Dad Music… or Something More?

Rock and roll. What do these words inspire within you? Many think of the Beatles, Nirvana, or AC/DC. A handful of people think of Led Zeppelin, Black Sabbath, or Metallica. Indeed, rock and roll music is riddled with stereotypes. Many relegate it to the status of irrelevant “dad” music. However, modern listeners ought to take rock music seriously; a failure to do so is telling of a culture ignorant of its past.

Rock music originated in the United States in the late 1940s and early 1950s. While blues and jazz existed for decades prior, figures like Chuck Berry, Elvis Presley, Ritchie Valens, and later Jimi Hendrix, helped propel the genre into a global phenomenon. Rock exploded in England, which produced acts like The Beatles, The Rolling Stones, and Led Zeppelin. Birmingham’s Black Sabbath provided rock music with its darker edge, paving the way for the heavy metal of the 1970s and on. Characteristics of rock music include its intensity and upbeat quality. To “rock out” is “to go ballistic,” according to The Urban Dictionary. If rock music is so exciting, where has it gone?

I would argue that the internet has affected the way we relate to music. Texting and social media are testaments to the idea that we are a superficial generation. Just as we digitize our human experiences and befriend profiles over people, we also refuse to know our music. We discover our music on YouTube or Spotify, refusing to purchase albums, read song lyrics, or get to know the human being behind our music.

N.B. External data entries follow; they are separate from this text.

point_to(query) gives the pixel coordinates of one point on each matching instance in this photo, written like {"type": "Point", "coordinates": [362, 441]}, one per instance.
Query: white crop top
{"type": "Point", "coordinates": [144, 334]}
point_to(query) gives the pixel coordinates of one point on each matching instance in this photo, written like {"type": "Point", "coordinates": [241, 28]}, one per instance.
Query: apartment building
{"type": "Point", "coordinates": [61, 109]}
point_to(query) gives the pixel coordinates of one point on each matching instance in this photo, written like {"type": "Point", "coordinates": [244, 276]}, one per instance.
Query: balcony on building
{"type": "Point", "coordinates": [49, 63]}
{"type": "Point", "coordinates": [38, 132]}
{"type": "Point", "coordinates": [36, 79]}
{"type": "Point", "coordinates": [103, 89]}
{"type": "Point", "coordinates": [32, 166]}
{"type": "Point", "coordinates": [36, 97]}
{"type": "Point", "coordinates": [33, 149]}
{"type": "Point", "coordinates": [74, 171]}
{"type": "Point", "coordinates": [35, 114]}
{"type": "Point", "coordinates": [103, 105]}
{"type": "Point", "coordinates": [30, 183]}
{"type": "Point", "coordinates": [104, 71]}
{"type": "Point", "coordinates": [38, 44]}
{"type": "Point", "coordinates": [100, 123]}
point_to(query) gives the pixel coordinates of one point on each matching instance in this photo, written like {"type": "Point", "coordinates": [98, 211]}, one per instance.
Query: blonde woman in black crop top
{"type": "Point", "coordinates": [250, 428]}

This quick-fix approach, however, is fundamentally at odds with rock music. The pummeling bass line in Metallica’s “Enter Sandman” is reflective of a type of artistic rage we are unwilling to confront today. John Bonham innovated with such primal grace that few would dare attempt today. Stevie Nicks and Lindsey Buckingham’s vocals in “The Chain” join together in haunting harmony, resonating with listeners forty years later. Common to these artists’ music is a spiritual quality. To truly appreciate music of this caliber, we need to give up a part of ourselves. Yet, we find our way around even physically touching an album; with the click of a button, we erase the story behind the song we so eagerly crave. It is no wonder then that the Billboard Hot 100 is updated weekly. Artists can leave out the gut-wrenching brokenness characteristic of lasting music when society itself is focused on the next big thing that might satisfy its fleeting itch.

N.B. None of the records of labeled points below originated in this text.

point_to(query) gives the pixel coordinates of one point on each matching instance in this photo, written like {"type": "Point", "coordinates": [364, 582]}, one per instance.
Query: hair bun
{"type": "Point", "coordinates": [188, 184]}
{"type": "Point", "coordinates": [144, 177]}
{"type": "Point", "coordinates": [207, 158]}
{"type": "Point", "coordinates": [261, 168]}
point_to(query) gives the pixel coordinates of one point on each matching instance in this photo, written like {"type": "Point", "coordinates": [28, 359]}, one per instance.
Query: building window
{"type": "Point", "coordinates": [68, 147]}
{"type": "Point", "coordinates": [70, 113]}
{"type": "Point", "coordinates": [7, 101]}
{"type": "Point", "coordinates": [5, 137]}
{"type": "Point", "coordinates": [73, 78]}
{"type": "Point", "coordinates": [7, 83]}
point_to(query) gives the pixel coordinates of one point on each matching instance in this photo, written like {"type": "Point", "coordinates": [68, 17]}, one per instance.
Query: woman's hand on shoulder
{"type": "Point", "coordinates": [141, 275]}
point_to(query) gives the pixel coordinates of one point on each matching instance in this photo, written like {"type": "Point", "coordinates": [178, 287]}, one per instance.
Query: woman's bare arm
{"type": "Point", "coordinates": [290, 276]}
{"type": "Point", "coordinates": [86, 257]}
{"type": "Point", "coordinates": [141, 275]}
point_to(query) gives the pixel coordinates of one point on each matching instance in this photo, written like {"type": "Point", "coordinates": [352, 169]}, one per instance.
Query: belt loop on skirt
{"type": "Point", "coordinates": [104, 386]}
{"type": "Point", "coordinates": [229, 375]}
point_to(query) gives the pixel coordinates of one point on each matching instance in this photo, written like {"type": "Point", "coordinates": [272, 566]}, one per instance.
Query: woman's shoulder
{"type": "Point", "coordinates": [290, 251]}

To restore music to its former grandeur, we need to take some steps. If older music makes it way onto the radio, pay attention closely. Older music stems from a time when few buttons could be pressed to propel one into fame; music like this is likely to offer more musical depth than many of the radio hits of today. In addition, we must strive to appreciate the influence of older generations on us. Common practice among youth today is to wear the t-shirts of bands like Nirvana, Led Zeppelin, and Slayer, while remaining oblivious to these bands’ cultural importance. In doing so, people reduce bands merely to their image, which is a small fraction of these bands’ cultural impact. My advice: listen to the band that you flaunt! Go beyond their most popular songs. Learn the significance of the t-shirt that you hold so dearly. In doing so, you will help perpetuate the beauty of a time present only in the stories of our parents, the hallowed fringes of the internet, and the daring of our time.

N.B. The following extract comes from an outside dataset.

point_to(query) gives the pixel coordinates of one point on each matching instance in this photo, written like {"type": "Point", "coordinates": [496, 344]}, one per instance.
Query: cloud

Finally, appreciate today’s music. If an artist of today speaks to you, great! Use this as an opportunity to improve the artist-listener connection. Support your favorite artists by purchasing their music and attending their concerts. At the very least, don’t pirate their music. Listen to music deeply, focusing on the subtleties and nuances present within the lyrics and melodies. Ask yourself: what does the artist seek to communicate? In doing so, you will develop a richer appreciation of your favorite artists, free yourself from mindless listening, and maybe even inspire yourself to write a song or two in the spirit of your musical heroes!